Clara Schliessler: Politische Bildung muss auch zu realitätsbezogener Gesellschaftskritik befähigen. Es ist wichtig zu erkennen, dass Verschwörungsmentalität als Scharnier zwischen verschiedenen antidemokratischen Ressentiments fungiert und deshalb auch spezifisch bei Jugendlichen aufmerksam dafür zu sein.

Zugleich kann Verschwörungsglaube in der Jugend aber auch eine Auseinandersetzung mit dem sein, was in der Welt um einen herum geschieht. Es ist Neugier, die Dinge verstehen und hinter die Kulissen schauen will. Und das kann man erstmal auch als positiven Ansatzpunkt nehmen. Jugendliche sind „politische Seismographen“, sie sind sensibel für Missstände, da sie gerade erst in die Gesellschaft hineinwachsen. Ein Problem wird es, wenn sie die Gesellschaft nur in verkürzter Art und Weise kritisieren können. Deshalb muss man ihnen Analysewerkzeuge an die Hand geben, mit ihnen gemeinsam den Fragen nachgehen: Wie kann man die Welt auch anders verstehen? Was sind die strukturellen, die politischen und ökonomischen Mechanismen, die hier wirksam sind?

Was muss sich ändern, damit diese Aufgaben gut erfüllt werden können?
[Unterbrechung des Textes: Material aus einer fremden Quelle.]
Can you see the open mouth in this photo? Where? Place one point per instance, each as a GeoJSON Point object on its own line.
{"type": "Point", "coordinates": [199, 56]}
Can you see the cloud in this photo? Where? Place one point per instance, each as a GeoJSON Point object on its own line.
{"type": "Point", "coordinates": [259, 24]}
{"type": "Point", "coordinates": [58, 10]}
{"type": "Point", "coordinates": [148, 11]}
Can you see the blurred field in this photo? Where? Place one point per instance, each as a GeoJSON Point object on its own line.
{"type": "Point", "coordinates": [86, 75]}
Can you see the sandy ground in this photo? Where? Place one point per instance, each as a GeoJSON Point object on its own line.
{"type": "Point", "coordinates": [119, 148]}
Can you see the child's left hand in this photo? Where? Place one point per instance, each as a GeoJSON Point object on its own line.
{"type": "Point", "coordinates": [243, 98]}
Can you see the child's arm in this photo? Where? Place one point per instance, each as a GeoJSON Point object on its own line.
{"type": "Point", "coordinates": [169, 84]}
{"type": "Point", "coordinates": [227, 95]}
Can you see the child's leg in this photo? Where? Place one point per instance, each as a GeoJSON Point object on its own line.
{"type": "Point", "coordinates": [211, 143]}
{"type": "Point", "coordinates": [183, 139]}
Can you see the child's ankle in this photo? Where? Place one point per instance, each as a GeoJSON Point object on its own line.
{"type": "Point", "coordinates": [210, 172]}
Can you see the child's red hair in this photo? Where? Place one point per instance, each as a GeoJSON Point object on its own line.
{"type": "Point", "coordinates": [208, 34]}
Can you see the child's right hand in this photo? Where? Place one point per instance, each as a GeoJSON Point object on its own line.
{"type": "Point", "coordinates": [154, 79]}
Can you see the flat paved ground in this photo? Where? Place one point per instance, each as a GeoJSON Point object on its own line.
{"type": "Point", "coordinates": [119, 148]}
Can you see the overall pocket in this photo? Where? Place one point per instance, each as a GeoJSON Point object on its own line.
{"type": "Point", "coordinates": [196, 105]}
Benjamin Winkler: Politische Bildung darf keine Feuerwehr-Politik sein, bei der nur auf akute Probleme reagiert wird, sondern sie muss institutionell eingebunden sein. Es braucht genügend Raum, Zeit und Ressourcen, um sowohl in der Schule als auch außerhalb gute politische Bildungsarbeit zu ermöglichen. In der Schule betrifft das die Qualität des Politikunterrichts, aber auch fächerübergreifende Ansätze, die zum Beispiel in Formaten des Projektlernens umgesetzt werden könnten. Außerhalb der Schule geht es um Angebote in Bildungsstätten, in Verbänden und Vereinen. Auch hier geht es nicht nur um finanzielle Ausstattung, sondern auch um die Qualifizierung des Personals. Die Fähigkeit zur Selbstreflexion ist für Teilnehmer*innen, aber vor allem auch für Leiter*innen politischer Bildungsarbeit wünschenswert. Es ist wichtig, Verschwörungsglauben nicht als ein Problem einer bestimmten, bösen Gruppe abzutun, sondern über den Tellerrand zu blicken und das gesellschaftliche Problem zu verstehen.